Data integrity illustration

You’ve engaged your community online, but can you stand behind your data?

When online community engagement was still in its nascent stages the question governments asked was “will citizens participate in online engagement activities?” A decade on and the answer is clearly an enthusiastic “yes!” Now, the question must be, “are the results we’re getting reliable and representative?” In other words, “does our data have integrity?”

When participating in online consultation activities, the community expects governments to act with integrity when making decisions based on those activities. This means adhering to the principles of data and research integrity – that is, asking “did we do the right thing, did we do it the right way, and are the results accurately documented?”

Integrity in decision-making is crucial to good governance and to building and sustaining public trust, and this relies on integrity in research and data gathering.

What constitutes data integrity

Integrity in online community engagement processes can be divided into three areas:

  • Integrity of participants - ensuring the people who have participated are who they say they are, that the engagement has not been unjustly influenced, manipulated or gamed.
  • Integrity of representation - ensuring the results represent a diverse spectrum of the community or at least identify where the gaps are and who the data does and doesn’t represent.
  • Transparency and integrity of process - ensuring there is an explicit action taken by the decision-maker as a direct result of the outcome of the participation.

Why data integrity is important

Ensuring data integrity is vital as it can help identify biases in results based on socio/spatial/demographic segments. It can provide decision-makers with a reliable evidence base to make decisions and demonstrate due process, building trust within the community. Remember, communities will more readily accept policy changes they disagree with if they are visibly forged through robust processes.

Data integrity is expected in offline processes, so it should apply equally to online processes.

There is a case to be made for community engagement professionals to qualify their engagement data using statistical methods to measure community representation. That means defining, measuring and tracking sample sizes for various audience segments. It also means guiding decision-makers with a better understanding of the data collected and who it represents.

All of this embodies a more data-driven approach to community engagement, particularly one that is holistic across organisations. Governments should develop tools to measure and analyse community representation and promote a quality vs quantity approach to data collection.

Quality vs quantity

One key safeguard that any project should take into consideration is user registration. This usually includes providing some personal information and creating an account that can be revisited and reused for multiple interactions over time. This provides a mechanism for qualifying the data provided and deterring hastily-provided submissions without any qualification.

There is a persistent concern around ‘removing barriers to participation’ that dogs engagement managers, who often feel they either can’t take the step of enforcing user registration, or don’t feel they can make the case for it to others. This is partly due to research from the world of marketing, where the ‘reciprocity principle’ says you should always give users something before asking anything of them.

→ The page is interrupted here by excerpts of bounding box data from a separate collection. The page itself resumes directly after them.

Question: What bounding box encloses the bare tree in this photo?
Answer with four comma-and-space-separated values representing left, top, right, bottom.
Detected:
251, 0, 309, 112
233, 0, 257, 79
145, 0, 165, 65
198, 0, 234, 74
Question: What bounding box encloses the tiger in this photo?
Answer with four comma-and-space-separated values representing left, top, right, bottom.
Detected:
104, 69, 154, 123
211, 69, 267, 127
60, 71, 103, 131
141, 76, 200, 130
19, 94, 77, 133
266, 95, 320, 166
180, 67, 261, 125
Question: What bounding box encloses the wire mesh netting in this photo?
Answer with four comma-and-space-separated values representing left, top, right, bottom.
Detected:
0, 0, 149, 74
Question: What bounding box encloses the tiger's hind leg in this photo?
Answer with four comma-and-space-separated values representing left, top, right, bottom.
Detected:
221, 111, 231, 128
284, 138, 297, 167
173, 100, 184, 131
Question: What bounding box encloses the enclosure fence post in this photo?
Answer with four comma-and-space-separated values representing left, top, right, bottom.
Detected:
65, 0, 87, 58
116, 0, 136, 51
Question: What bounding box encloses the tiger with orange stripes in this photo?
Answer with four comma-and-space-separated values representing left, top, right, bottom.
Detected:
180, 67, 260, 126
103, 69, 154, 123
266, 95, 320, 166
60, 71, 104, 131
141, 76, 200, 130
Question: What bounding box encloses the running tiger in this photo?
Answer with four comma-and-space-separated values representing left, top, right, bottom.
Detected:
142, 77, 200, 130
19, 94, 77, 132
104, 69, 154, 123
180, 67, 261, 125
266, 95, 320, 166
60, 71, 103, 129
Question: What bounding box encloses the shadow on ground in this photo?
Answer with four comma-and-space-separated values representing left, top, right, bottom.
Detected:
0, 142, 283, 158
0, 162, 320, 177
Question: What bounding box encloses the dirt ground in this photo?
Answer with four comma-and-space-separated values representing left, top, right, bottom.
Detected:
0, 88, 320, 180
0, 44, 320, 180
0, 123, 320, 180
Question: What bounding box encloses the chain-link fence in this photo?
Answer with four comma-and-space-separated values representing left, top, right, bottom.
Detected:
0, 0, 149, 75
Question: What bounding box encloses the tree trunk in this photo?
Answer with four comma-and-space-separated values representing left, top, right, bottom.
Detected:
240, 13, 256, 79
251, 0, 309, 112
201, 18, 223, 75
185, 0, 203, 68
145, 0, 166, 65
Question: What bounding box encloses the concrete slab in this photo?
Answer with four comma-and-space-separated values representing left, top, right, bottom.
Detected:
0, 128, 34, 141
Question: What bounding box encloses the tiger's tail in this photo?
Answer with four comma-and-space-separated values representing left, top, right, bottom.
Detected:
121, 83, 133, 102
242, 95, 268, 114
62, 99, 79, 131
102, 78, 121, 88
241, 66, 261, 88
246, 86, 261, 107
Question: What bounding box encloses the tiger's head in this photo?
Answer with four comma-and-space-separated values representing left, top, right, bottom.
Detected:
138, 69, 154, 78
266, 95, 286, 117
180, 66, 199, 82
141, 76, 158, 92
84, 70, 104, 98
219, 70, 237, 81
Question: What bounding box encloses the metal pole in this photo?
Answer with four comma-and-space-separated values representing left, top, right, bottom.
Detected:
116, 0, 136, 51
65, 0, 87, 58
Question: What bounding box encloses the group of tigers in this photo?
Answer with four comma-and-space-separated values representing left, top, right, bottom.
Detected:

Otherwise, the wisdom goes, people will switch off, click away and not bother with your offering. Managers may also become ‘addicted’ to vanity metrics that show growth in engagement, sometimes at the expense of the quality of contributions.

While it is generally true that enforcing member registration can be a barrier, it is important to remember that you are offering something to your visitors in return: the chance to participate in the process of government. If participants are likely to be put off by a quick registration form or, worse, do not want to be accountable for their contribution, it is unlikely you are going to get a quality contribution in the first place.

Governments have a responsibility to ensure they aren’t just collecting random thoughts and opinions from the internet and collating them into a report. The usefulness of collecting ‘mountains’ of unqualified data should be scrutinised.

It can also raise more questions than it answers, and it is hard for decision-makers to view the collected data as a legitimate body of evidence. If your engagement is well-planned and your content is interesting, back yourself: people will want to engage, and they will register to do it.

Registration is an expectation

Above all, remember that the web is a fluid, ever-changing environment, and principles that once held true may change. Increasingly, web applications of all kinds - from government through to retail - require user registration or some kind of signup, and this is becoming accepted and indeed expected behaviour for web users.

Put yourself in your citizens’ shoes: wouldn’t you be reassured that by registering members and diligently collecting appropriate data on who is participating, the process has integrity? Registering participants both insures your data integrity and demonstrates your commitment to credible community research and data gathering.

Research shows that a key driver in influencing people to do this is brand awareness. If you have built a credible brand around your engagement activities, people will trust that brand and feel comfortable signing up and providing personal information.

A final thought

You owe it to your citizens to ensure that your community engagement activities are not just accessible to everyone - but that the results reflect the diverse views of the community.

Too often we hear community engagement managers talking about the repeat-offenders and loud minorities who dominate the discourse over community projects and decision-making. Employing digital tools can help you broaden the range of voices being heard in your community engagement, or at the very least understand who has participated, and more importantly who has not.

Ensuring that your engagements uphold principles of data integrity ensures you can be confident your results are representative and robust, and allows you to demonstrate transparency and diligence in your engagement activities. Even if you don't enforce user registration, collecting some additional information and understanding who your audience is is a key step towards building data integrity into your project design.